In a sense, Power was bowing to the inevitable. That book, which won a Pulitzer Prize and a National Book Critics Circle Award, is what first brought her to national attention, and it remains the single piece of work for which she is best known. “A Problem From Hell” argued for military intervention to prevent genocide in the Balkans and Rwanda, and it left Power caricatured as a modern-day Joan of Arc. A couple of years ago, the National Interest placed Power on its cover with a headline that screamed, in blood-red type: “Interventionista!”
Her nomination has raised speculation about whether she will push for a more interventionist U.S. foreign policy, particularly in places such as Syria. No doubt, journalists and diplomats will be reading or re-reading “A Problem From Hell” and other Power writings looking for clues, as will members and staff of the Senate Foreign Relations Committee, preparingto grill her at her confirmation hearing over footnotes or obscure sentences in long-forgotten articles. (I imagine that the administration officials getting ready for the Senate ritual have already done searches of her prose to track down every mention of the words “Israel” and “Palestinians.”)

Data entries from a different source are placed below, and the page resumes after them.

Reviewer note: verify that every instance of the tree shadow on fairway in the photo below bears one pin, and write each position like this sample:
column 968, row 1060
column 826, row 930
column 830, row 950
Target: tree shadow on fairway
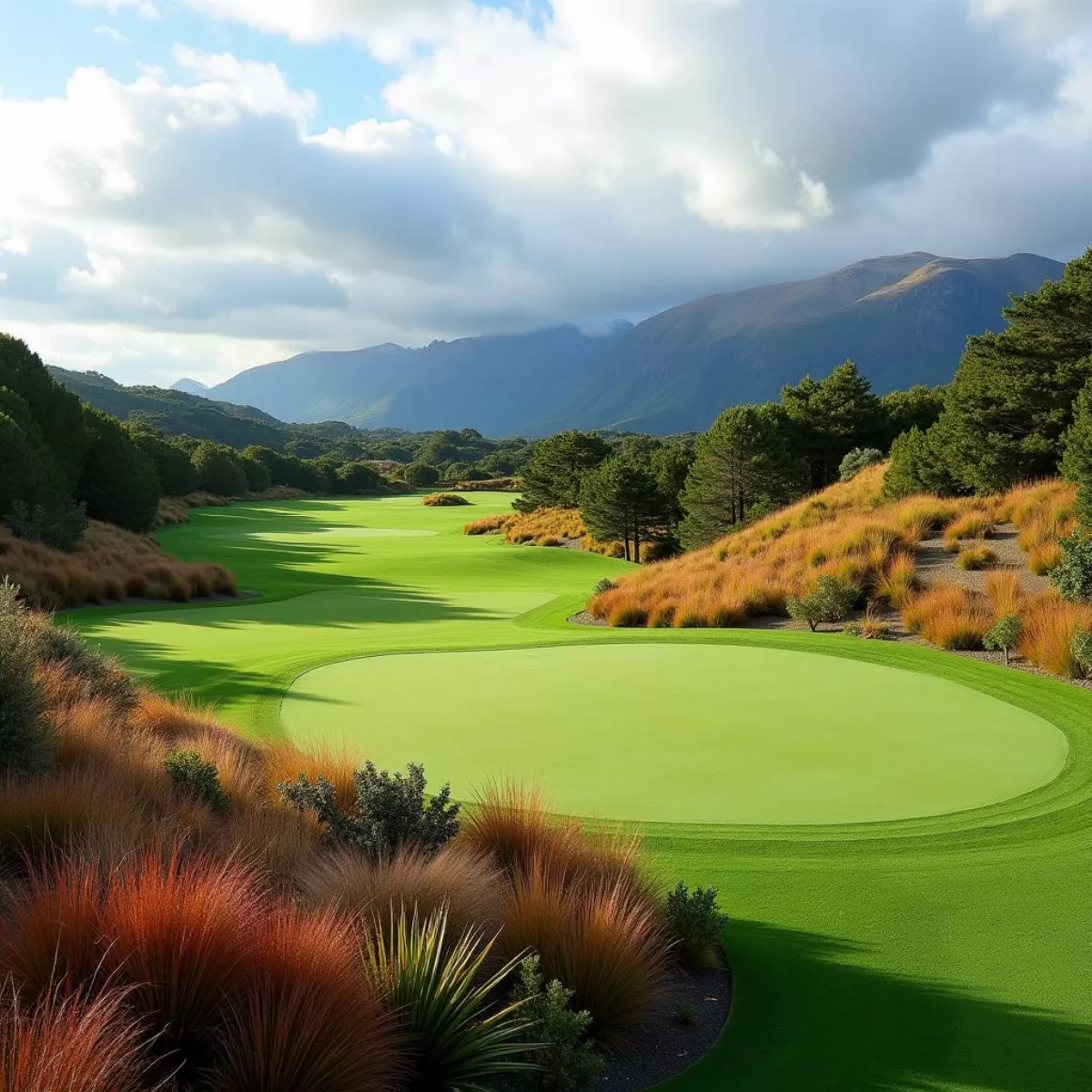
column 808, row 1018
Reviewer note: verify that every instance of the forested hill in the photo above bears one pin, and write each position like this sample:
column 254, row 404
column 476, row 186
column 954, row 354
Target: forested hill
column 904, row 320
column 177, row 412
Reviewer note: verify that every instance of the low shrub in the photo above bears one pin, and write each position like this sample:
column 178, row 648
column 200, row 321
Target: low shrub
column 566, row 1059
column 1073, row 574
column 829, row 602
column 696, row 922
column 976, row 557
column 190, row 774
column 72, row 1044
column 389, row 812
column 440, row 993
column 1004, row 636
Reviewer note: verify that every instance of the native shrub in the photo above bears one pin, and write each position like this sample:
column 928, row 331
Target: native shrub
column 190, row 774
column 829, row 602
column 696, row 921
column 566, row 1059
column 389, row 812
column 1004, row 634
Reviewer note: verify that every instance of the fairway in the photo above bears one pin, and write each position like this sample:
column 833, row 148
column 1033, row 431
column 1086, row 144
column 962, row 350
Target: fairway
column 945, row 948
column 686, row 734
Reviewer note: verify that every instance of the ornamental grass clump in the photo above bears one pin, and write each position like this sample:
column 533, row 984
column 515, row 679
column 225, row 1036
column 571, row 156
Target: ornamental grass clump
column 389, row 813
column 440, row 994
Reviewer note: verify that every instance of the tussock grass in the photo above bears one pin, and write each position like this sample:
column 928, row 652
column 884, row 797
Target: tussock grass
column 108, row 565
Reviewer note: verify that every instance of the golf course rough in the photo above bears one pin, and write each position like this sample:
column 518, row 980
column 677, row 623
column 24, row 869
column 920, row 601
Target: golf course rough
column 932, row 950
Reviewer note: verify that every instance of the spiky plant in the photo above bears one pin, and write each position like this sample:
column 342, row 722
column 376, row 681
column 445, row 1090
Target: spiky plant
column 442, row 1000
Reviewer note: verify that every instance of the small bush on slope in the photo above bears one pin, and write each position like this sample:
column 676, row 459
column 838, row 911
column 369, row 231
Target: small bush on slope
column 696, row 921
column 566, row 1059
column 26, row 745
column 389, row 813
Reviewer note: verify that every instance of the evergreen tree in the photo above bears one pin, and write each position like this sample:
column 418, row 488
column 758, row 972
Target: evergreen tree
column 1077, row 454
column 119, row 484
column 1011, row 399
column 218, row 470
column 552, row 475
column 743, row 464
column 621, row 501
column 833, row 416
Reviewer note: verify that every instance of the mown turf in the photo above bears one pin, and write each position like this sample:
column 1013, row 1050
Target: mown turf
column 687, row 733
column 951, row 953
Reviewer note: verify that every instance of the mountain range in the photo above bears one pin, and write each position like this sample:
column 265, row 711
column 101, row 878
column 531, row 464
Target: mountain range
column 904, row 319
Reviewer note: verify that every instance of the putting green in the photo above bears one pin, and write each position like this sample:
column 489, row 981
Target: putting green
column 945, row 953
column 686, row 734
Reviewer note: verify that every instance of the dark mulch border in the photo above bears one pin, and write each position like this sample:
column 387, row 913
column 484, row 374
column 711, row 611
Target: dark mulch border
column 663, row 1047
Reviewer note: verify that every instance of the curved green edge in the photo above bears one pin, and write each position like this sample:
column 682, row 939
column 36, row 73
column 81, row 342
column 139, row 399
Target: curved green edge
column 951, row 953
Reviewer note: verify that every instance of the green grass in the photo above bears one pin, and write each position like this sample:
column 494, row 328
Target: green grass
column 944, row 953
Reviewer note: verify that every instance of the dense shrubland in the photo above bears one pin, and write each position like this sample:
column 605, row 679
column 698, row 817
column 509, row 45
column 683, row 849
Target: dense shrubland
column 181, row 904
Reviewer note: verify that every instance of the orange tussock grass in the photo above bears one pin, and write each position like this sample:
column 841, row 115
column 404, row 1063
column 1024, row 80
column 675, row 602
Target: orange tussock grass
column 976, row 557
column 285, row 763
column 180, row 934
column 603, row 942
column 1049, row 623
column 490, row 524
column 107, row 563
column 514, row 827
column 49, row 932
column 898, row 580
column 949, row 617
column 469, row 883
column 308, row 1018
column 845, row 531
column 977, row 523
column 71, row 1044
column 1044, row 558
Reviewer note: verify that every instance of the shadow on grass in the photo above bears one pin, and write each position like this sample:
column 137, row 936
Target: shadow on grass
column 807, row 1018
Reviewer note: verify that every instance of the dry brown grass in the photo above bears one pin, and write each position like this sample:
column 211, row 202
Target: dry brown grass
column 470, row 884
column 108, row 565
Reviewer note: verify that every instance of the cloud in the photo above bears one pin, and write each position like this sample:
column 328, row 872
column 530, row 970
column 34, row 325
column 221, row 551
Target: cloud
column 601, row 158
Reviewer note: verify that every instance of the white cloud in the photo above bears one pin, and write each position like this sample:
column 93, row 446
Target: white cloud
column 112, row 34
column 610, row 159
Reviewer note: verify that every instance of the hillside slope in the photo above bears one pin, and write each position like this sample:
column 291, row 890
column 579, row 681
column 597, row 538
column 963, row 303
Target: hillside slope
column 904, row 319
column 494, row 385
column 176, row 410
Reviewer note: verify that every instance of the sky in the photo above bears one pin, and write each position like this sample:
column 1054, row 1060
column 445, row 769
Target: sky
column 195, row 187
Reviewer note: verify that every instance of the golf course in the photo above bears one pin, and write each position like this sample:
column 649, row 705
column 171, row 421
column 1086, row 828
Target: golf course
column 902, row 838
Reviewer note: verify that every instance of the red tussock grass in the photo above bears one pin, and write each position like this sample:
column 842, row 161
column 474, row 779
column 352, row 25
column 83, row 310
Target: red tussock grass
column 49, row 934
column 308, row 1018
column 181, row 934
column 949, row 617
column 108, row 563
column 603, row 942
column 490, row 524
column 70, row 1044
column 1049, row 623
column 469, row 883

Yet, for those seeking to move beyond the interventionist stereotype and gain a more genuine understanding of Power, “A Problem From Hell” is the wrong book to read. More revealing is her second book, “Chasing the Flame.” It is a lesser-known work but no less ambitious, and it is more relevant to what Power will try to achieve at the United Nations over the next three years, as well as more indicative of the intellectual evolution she has made from journalist and advocate to public official.
“Chasing the Flame” is an account of the life of a Brazilian-born U.N. officialnamed Sergio Vieira de Mello. He was not well known in the United States, but he was the United Nations’ main troubleshooter, serving for decades in hot spots such as Bosnia (where Power met him), Lebanon, Cambodia, Rwanda, Sudan, Afghanistan and finally, Iraq, where he was in charge of U.N. operations after the fall of Saddam Hussein. He died in Baghdad in a bombing in the summer of 2003.
The book is not a hagiography. It describes at length Vieira de Mello’s foibles. But Power writes admiringly of her subject, particularly the way he gravitated from his early idealism to the complexities of problem-solving. He brought the unique perspective of someone who spent his time not in New York or Washington, but on the ground amid crisis after crisis.